Configuration allowed for `AutoTabular` (`AutoTabularClassifier`, `AutoTabularRegressor`) (only some common arguments here):

> 1. timeout: maximum allowed time for the tuning job.
>
> 2. max_evals: maximum allowed trials for the tuning job. (each trial is trained multiple times, whose training iterations are controlled by limitation time, `timeout` and performance improvements.)
>
> 3. allow_error_prop: maximum allowed failure errors proportion (number of allowed error = proportion * max_evals)
>
> 4. model_name: saved model names, will be used to recognized for later runs
>
> 5. encoder, imputer, balancing, scaling, feature_selection, models: `auto` (use default methods) or limit as a list of allowed methods.
>
> 6. objective: metrics use to evaluate trials' performance
>
> 7. search_algo: search algorithm, `GridSearch`, `RandomSearch`, `HyperOpt`, `Optuna`, `CFO` and `Nevergrad` are now supported. Default is set to `HyperOpt`. The use of `CFO` and `Nevergrad` requires additional packages, see the error message for installation guide when using. This will be all algorithms that will be supported in short time.
>
> 8. cpu_threads, use_gpu: computational resources used for the job, will use all available by default

Other files in the repository:

1. `report.pdf` and presentation slides provides an introduction to the basic idea of AutoML pipeline and demonstrates test performance on some real-life datasets, and `Appendix` provides test datasets in the report.

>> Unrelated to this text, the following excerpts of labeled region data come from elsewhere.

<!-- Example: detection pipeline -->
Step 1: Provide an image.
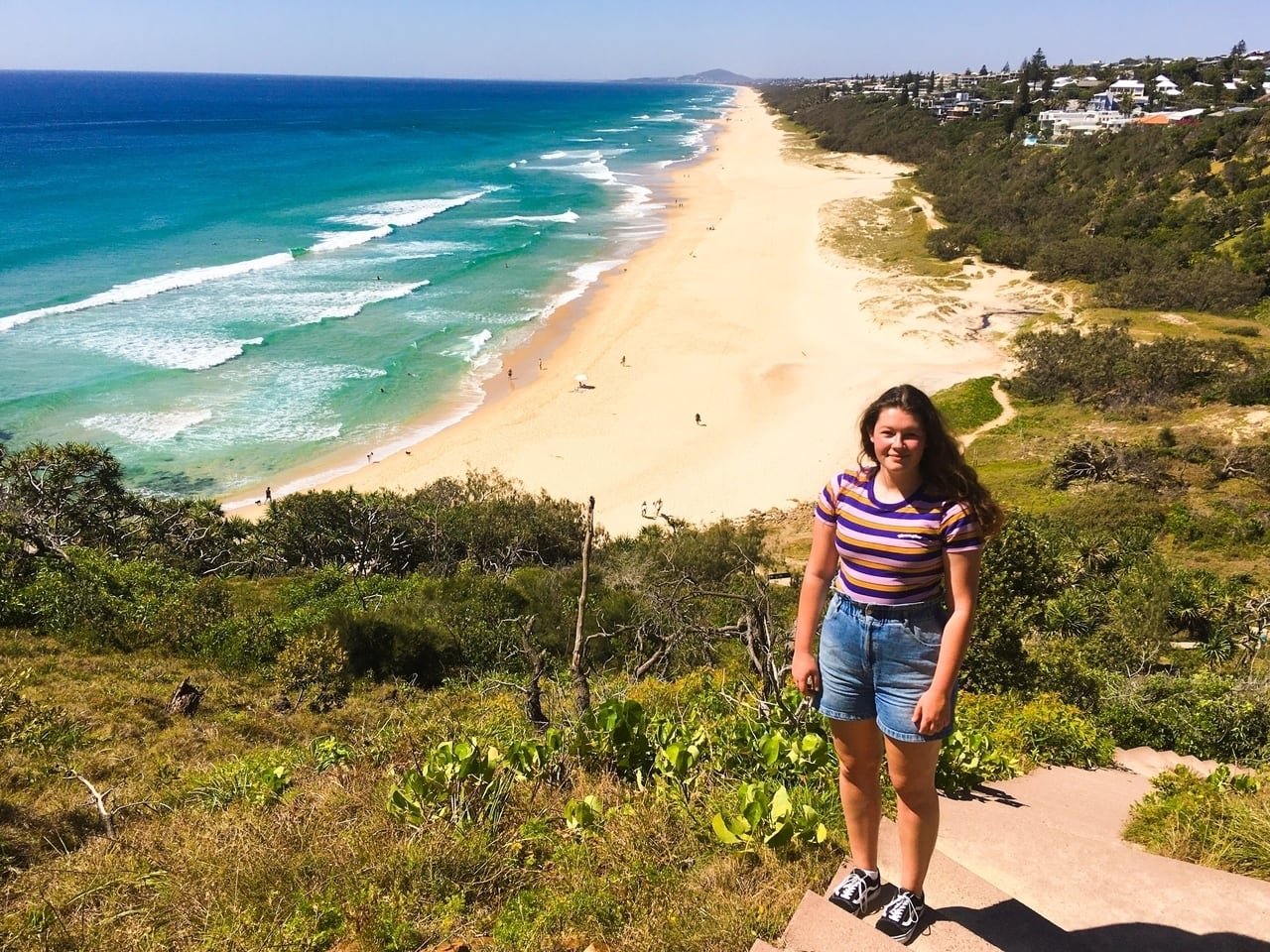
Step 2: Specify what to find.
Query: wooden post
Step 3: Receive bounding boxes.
[571,496,595,713]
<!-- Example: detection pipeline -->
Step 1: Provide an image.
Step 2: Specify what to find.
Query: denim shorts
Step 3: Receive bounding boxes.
[814,591,956,743]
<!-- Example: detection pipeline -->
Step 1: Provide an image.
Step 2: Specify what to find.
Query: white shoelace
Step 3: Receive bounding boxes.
[835,871,869,905]
[881,892,920,925]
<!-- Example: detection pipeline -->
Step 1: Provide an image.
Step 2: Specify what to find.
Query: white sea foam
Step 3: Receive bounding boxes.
[490,208,581,225]
[613,184,661,218]
[0,251,295,331]
[530,259,621,320]
[441,329,494,363]
[326,189,491,228]
[80,409,212,444]
[78,327,264,371]
[309,225,393,251]
[560,159,616,181]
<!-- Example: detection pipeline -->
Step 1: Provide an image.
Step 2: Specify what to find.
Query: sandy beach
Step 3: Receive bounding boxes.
[226,89,1057,535]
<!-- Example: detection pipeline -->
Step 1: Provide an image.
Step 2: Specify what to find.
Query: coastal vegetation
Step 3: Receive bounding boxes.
[0,360,1270,949]
[0,68,1270,952]
[763,64,1270,313]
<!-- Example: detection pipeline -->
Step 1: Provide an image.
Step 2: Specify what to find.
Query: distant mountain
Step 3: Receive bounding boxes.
[622,69,754,86]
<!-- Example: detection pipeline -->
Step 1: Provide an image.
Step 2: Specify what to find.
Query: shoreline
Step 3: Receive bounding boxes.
[226,87,1054,535]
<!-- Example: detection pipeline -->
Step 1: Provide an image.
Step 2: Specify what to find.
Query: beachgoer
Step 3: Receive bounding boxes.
[791,385,1002,943]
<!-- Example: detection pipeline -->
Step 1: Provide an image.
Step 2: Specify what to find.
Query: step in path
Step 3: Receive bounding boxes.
[752,749,1270,952]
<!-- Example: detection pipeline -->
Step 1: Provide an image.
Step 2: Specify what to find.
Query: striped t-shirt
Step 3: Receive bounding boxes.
[816,468,983,606]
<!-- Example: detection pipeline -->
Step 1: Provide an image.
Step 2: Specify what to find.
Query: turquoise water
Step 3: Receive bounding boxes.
[0,72,731,495]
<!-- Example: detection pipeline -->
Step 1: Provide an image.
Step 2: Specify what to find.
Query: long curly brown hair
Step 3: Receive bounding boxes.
[860,384,1004,538]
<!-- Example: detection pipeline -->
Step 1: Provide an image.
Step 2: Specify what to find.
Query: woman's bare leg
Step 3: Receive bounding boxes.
[883,738,941,893]
[829,720,883,870]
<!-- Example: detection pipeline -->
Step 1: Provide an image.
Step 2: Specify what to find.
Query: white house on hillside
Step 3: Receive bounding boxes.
[1107,80,1147,100]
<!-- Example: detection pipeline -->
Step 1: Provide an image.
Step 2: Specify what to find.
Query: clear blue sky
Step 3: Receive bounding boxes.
[0,0,1270,80]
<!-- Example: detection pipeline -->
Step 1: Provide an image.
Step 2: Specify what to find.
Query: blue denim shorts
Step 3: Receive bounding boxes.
[813,591,956,743]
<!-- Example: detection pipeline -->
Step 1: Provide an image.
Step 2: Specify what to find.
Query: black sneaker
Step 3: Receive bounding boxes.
[877,889,926,946]
[829,870,881,919]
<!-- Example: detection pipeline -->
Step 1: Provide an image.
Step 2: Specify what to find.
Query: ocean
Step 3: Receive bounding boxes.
[0,71,733,498]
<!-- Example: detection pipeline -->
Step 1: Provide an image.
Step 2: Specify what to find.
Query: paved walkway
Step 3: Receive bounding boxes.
[754,749,1270,952]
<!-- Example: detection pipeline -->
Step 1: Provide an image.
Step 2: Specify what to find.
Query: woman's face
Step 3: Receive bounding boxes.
[872,407,926,482]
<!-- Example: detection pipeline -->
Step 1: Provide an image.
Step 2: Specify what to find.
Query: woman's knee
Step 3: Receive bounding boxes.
[838,750,881,787]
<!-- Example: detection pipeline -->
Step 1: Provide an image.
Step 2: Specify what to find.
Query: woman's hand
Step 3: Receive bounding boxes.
[913,686,952,734]
[790,652,821,697]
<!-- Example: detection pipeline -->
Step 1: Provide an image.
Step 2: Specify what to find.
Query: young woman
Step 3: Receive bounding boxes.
[793,384,1002,943]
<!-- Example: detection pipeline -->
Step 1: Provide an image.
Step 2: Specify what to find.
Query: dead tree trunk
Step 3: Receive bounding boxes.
[66,768,114,839]
[168,676,207,717]
[521,616,549,730]
[571,496,595,713]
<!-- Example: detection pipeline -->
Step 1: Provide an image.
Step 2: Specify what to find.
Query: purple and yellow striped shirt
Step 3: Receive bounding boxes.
[816,468,983,606]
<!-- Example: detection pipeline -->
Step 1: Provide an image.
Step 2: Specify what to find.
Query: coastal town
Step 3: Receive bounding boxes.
[818,41,1270,139]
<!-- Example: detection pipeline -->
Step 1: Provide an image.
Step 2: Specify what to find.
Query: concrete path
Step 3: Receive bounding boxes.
[753,749,1270,952]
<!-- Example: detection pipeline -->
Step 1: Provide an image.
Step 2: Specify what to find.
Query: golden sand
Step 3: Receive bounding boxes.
[226,89,1056,535]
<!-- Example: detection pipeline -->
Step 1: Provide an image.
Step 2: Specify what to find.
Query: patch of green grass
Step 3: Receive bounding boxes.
[1124,767,1270,880]
[933,377,1004,434]
[825,178,961,278]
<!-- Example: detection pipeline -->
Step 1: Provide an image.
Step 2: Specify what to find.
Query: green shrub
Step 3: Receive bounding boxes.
[1097,671,1270,765]
[273,629,349,711]
[957,694,1115,770]
[18,549,230,653]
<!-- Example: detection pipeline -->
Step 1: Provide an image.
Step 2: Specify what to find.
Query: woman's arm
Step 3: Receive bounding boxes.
[790,518,838,694]
[913,548,983,734]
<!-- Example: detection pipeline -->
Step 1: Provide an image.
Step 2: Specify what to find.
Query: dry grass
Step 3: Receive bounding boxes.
[0,654,842,952]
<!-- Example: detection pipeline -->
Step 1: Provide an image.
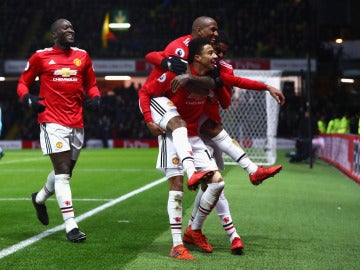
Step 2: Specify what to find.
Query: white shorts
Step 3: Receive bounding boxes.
[40,123,84,160]
[150,97,179,130]
[156,133,218,178]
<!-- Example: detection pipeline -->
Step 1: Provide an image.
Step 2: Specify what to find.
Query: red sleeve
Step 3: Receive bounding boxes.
[84,55,101,98]
[145,51,167,67]
[16,54,38,99]
[221,73,267,91]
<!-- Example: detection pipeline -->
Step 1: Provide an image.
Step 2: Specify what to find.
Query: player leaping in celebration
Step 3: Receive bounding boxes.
[138,38,240,260]
[146,26,285,185]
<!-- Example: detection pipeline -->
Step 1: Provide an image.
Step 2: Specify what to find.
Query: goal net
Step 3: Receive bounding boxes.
[221,70,282,165]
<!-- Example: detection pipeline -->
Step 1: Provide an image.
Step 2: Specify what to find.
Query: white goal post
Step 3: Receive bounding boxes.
[220,69,282,165]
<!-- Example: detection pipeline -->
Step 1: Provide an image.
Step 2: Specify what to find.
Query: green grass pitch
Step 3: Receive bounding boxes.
[0,149,360,270]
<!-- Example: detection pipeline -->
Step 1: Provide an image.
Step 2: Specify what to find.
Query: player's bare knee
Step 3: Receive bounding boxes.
[168,175,184,191]
[200,119,223,138]
[208,171,224,183]
[166,116,186,131]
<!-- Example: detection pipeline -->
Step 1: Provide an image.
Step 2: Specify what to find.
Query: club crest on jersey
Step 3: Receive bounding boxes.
[56,142,62,149]
[172,157,180,165]
[158,73,166,82]
[54,68,77,78]
[175,48,185,57]
[166,100,175,107]
[74,58,81,67]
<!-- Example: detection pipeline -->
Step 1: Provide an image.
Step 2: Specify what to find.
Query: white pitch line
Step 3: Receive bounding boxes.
[0,198,113,202]
[0,177,166,259]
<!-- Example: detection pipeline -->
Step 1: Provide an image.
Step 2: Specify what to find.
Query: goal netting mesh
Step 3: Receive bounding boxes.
[221,70,282,165]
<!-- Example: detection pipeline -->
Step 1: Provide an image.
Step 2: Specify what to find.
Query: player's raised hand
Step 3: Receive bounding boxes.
[161,56,188,75]
[146,122,165,137]
[267,85,285,105]
[170,73,190,93]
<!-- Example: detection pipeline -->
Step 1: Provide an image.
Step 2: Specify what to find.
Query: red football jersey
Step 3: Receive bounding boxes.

2. `Dockerfiles` provides a Docker environment preparation files, you can easily build a virtual environment and test your datasets on the AutoML pipeline. The dockerfiles will install necessary packages and clone this repository to workspace.

## Future

I'm still interested to expand current AutoML package, and have plans to add MLP/RNN structure NAS for NLP tasks (there's a workable algorithm for MLP NAS through nni and still in development of complete structure). Furthermore, explore the topics in explainability, fairness of ML models. But no schedules for such progress can be made.